Cet attachant gredin grandissait dans trois autres films et je l’ignorais. Soucieux de respecter la chronologie du personnage, j’ai commencé par Baisers volés . Quelque chose s’est ouvert devant moi. Charles Trenet n’était plus celui qui swinguait dans le poste de la voiture quand mon père conduisait mais ouvrait délicatement le générique d’un film. Les femmes s’appelaient des apparitions. Un marchand de chaussures lugubre pouvait être le mari de Delphine Seyrig. On pouvait être un garçon théâtral et séduire de jolies filles. D’ailleurs, on pouvait séduire de manière courtoise et romanesque. Et de jolies filles l’appréciaient.
Devant son miroir, on pouvait répéter le prénom de celle qu’on aime et de celle qu’on est inquiet d’aimer.
On pouvait répéter Christine Darbon et Fabienne Tabard à l’infini.

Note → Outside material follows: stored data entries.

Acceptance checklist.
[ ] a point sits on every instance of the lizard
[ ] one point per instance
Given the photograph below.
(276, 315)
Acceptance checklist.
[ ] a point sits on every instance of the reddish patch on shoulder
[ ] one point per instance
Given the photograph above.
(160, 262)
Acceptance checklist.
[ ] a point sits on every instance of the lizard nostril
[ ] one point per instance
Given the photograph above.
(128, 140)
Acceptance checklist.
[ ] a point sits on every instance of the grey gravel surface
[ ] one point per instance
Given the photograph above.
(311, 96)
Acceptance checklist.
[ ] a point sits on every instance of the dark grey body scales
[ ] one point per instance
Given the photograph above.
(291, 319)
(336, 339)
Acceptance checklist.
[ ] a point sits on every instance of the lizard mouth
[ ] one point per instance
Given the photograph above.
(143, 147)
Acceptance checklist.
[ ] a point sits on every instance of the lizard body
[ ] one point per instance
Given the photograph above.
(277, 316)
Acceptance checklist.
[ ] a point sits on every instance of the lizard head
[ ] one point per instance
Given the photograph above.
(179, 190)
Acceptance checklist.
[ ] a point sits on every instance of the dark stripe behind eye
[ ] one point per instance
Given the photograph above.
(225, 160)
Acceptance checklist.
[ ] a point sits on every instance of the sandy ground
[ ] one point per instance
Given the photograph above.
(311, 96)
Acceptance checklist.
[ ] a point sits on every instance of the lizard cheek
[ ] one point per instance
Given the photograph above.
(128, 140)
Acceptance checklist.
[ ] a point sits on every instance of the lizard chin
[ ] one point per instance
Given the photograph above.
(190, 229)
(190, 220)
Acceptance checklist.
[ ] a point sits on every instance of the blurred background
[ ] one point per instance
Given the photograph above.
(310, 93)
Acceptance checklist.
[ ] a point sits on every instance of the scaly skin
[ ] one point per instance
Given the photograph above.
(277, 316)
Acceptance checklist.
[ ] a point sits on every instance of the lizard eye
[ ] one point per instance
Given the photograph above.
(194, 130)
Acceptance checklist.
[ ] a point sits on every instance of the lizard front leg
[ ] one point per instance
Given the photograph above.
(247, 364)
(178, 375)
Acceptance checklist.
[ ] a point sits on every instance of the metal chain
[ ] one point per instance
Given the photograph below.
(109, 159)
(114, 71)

On pouvait aussi répéter son nom jusqu’à l’écœurement, jusqu’au dégoût, jusqu’à ce que chaque syllabe nous transperce comme un fleuret. Dans
Baisers volés
, on pouvait être heureux et triste à la fois. En somme, dans
Baisers volés
, il y avait la vie.
Domicile conjugal
Antoine Doinel s’est marié. Christine ne s’appelle plus Darbon mais Doinel. Elle attend un enfant. Alors, Antoine va devenir père. Elle veut le prénommer Ghislain mais Antoine préfère Alphonse. Ils ne s’entendront pas sur le prénom du garçon. D’ailleurs, ils ne s’entendent plus vraiment.

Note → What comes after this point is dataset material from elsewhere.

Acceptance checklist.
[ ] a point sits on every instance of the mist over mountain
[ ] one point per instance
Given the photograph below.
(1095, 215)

Antoine vend des fleurs qu’il colore lui-même dans la cour de leur immeuble. La poésie se pose sur la pellicule. Mais ce n’est pas un métier. Car Antoine va devenir père. Il trouve un travail dans une grande entreprise américaine, l’occasion pour lui de prouver sa maîtrise de l’anglais et d’offrir une scène mémorable au spectateur . Antoine télécommande des modèles réduits de bateaux. Il tombe amoureux d’une femme japonaise. Il lit un livre sur les femmes japonaises. Antoine Doinel pense toujours qu’on peut séduire avec des livres. Il aime toujours les livres. Il trouve d’ailleurs une échelle pour sa bibliothèque.

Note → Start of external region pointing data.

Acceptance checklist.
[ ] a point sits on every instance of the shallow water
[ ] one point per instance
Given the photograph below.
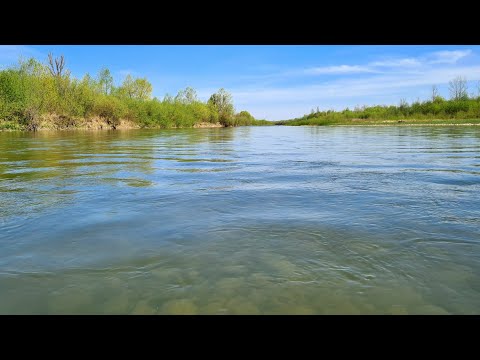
(251, 220)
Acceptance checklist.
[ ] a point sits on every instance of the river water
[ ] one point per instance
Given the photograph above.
(250, 220)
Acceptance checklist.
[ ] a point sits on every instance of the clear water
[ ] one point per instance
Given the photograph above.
(252, 220)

Christine s’occupe de l’enfant pendant qu’Antoine classe ses livres. En fait, Antoine n’a pas vraiment le temps d’être père. Il court après les vies auxquelles il songe. Il lit. Il trompe sa femme avec Kyoko. Mais il s’ennuie avec elle. Alors il revient vers Christine.
Et il est toujours père.
L’Amour en fuite
De tout le cycle Doinel, l’Amour en fuite est le plus mal aimé. Vingt ans après les 400 Coups , François Truffaut met un point final aux aventures de son héros fétiche . On n’aime pas quitter un héros comme Antoine Doinel. Et le film ne nous aide pas à le faire.
Antoine et Christine ont divorcé. Ils repensent aux années qu’ils ont passées ensemble, et Truffaut redonne à voir des scènes de Baisers volés . Le premier divorce par consentement mutuel de France, c’est donc Truffaut qui l’a filmé. L’époque a changé mais Antoine Doinel moins. Il court toujours et se rappelle son passé. Il repense aux femmes qu’il a aimées.
Dans son roman les Salades de l’amour , Antoine récrit sa vie. La parution de ce livre est l’occasion pour lui de recroiser Colette, une jeune fille qu’il avait connue à ses seize ans. Ils avaient flirté un peu, été au cinéma beaucoup. Puis il y a eu Christine. Il avait recroisé Colette au bras d’un homme dans Baisers volés . Colette est devenue avocate. Elle croise Antoine dans un train. Pendant le voyage, ils se rappellent des moments qu’ils ont passés ensemble et Truffaut redonne à voir des scènes d’ Antoine et Colette et de Baisers volés .
Le dernier amour de Doinel s’appelle Sabine. Elle est vendeuse dans un magasin de disques. Ça ne nous intéresse pas beaucoup, surtout qu’elle est interprétée par Dorothée. Antoine l’aime quand même. Alors que rien ne les destinait à s’aimer encore, Antoine l’embrasse à la fin du film. Dans une cabine, un couple écoute Alain Souchon chanter l’amour en fuite. Les amoureux s’embrassent et l’on revoit Antoine à quinze ans. Emporté par un manège qui tourne, il est plaqué contre les parois, comme suspendu, grisé, invincible. Antoine et Sabine s’embrassent encore. Doinel tourne toujours dans son manège. Et c’est sans doute cela l’amour.